# Help with names!!



## MishaO (Aug 24, 2013)

I am getting two baby nubian does and I can't think of names. I want something fun and unique that would sound good in the show ring. One is tan with a black stripe down her back and tail, and the other is black and white spotted.


----------



## enchantedgoats (Jun 2, 2013)

Pictures?


----------



## MishaO (Aug 24, 2013)

There not very good pictures


----------



## enchantedgoats (Jun 2, 2013)

Gingersnap, cinnamon, ginger rogers 
night sky, eclipse,domino, cookies and cream


----------



## magerz (Sep 24, 2013)

MishaO said:


> I am getting two baby nubian does and I can't think of names. I want something fun and unique that would sound good in the show ring. One is tan with a black stripe down her back and tail, and the other is black and white spotted.


Butterscop


----------



## mymigeriandwarfBailey (Sep 27, 2013)

I think one should've e Poppy and one Flick

-Grace P Michigan


----------



## mymigeriandwarfBailey (Sep 27, 2013)

Oh and Reggie

-Grace P Michigan


----------



## GoatieGranny (Jul 26, 2013)

Oreo, Ginger, Rusty....


----------



## milk and honey (Oct 31, 2010)

Calypso, Fandango, tango..Rhumba


----------



## magerz (Sep 24, 2013)

MishaO said:


> I am getting two baby nubian does and I can't think of names. I want something fun and unique that would sound good in the show ring. One is tan with a black stripe down her back and tail, and the other is black and white spotted.

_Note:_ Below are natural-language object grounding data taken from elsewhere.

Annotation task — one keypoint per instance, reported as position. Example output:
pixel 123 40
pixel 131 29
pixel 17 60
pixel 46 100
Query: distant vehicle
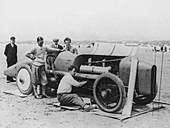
pixel 107 69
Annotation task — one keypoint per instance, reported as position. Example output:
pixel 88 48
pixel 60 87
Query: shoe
pixel 38 96
pixel 45 96
pixel 8 81
pixel 89 108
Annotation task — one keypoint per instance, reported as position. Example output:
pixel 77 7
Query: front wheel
pixel 109 92
pixel 23 80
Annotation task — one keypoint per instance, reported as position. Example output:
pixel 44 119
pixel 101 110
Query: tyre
pixel 109 92
pixel 24 82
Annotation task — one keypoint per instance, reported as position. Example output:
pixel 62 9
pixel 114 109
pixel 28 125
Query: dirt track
pixel 16 112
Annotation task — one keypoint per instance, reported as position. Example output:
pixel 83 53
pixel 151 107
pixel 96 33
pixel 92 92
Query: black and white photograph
pixel 84 63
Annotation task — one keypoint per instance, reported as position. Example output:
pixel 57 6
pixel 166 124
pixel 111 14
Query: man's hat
pixel 12 38
pixel 55 40
pixel 67 39
pixel 39 38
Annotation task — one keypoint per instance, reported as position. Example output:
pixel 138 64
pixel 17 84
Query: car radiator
pixel 94 69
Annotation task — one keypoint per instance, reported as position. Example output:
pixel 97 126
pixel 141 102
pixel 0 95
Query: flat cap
pixel 12 38
pixel 55 40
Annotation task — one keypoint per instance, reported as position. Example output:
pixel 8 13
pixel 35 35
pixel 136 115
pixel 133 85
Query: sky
pixel 109 20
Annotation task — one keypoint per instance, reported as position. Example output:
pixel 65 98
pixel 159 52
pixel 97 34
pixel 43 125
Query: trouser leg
pixel 71 99
pixel 35 90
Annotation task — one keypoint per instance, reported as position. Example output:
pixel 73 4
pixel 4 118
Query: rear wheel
pixel 23 80
pixel 109 92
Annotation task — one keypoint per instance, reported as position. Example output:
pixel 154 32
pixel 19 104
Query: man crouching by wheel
pixel 64 92
pixel 39 78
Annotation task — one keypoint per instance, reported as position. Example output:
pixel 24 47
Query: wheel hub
pixel 105 93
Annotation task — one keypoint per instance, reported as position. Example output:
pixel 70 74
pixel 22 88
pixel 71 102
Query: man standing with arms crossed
pixel 11 55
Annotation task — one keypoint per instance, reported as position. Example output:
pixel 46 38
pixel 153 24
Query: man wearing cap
pixel 68 46
pixel 57 46
pixel 11 55
pixel 39 78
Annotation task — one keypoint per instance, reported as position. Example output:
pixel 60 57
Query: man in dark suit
pixel 11 54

I can't think of any right now


----------



## definitelyunknown (Sep 14, 2013)

Honey & Bee


----------



## Jessica84 (Oct 27, 2011)

Comet for the black one :shrug:


----------



## goathiker (Apr 14, 2011)

How about 
Moonlight Mystery and Sunset Blaze?


----------



## clementegal (May 23, 2013)

Bubbles!!!


----------



## MoKa-Farms (Jun 19, 2013)

Tan one: Daisy, Rose, Nutmeg, Cinnamon. Cajeto. Cha-Cha. Tango.
Black and white: Starry night. Oreo. Polka-dot. Pie. Nita. Tallulah. Mandy.


----------



## HoosierShadow (Apr 20, 2010)

Cute name suggestions! This is always the hard part for me, my kids sometimes come up with names, sometimes not!

Whimsey, Honey, Lily, Kyrie, Matilda, Helia, Serenity, Skyra, Hope, okay I have no idea


----------



## definitelyunknown (Sep 14, 2013)

Annabella


----------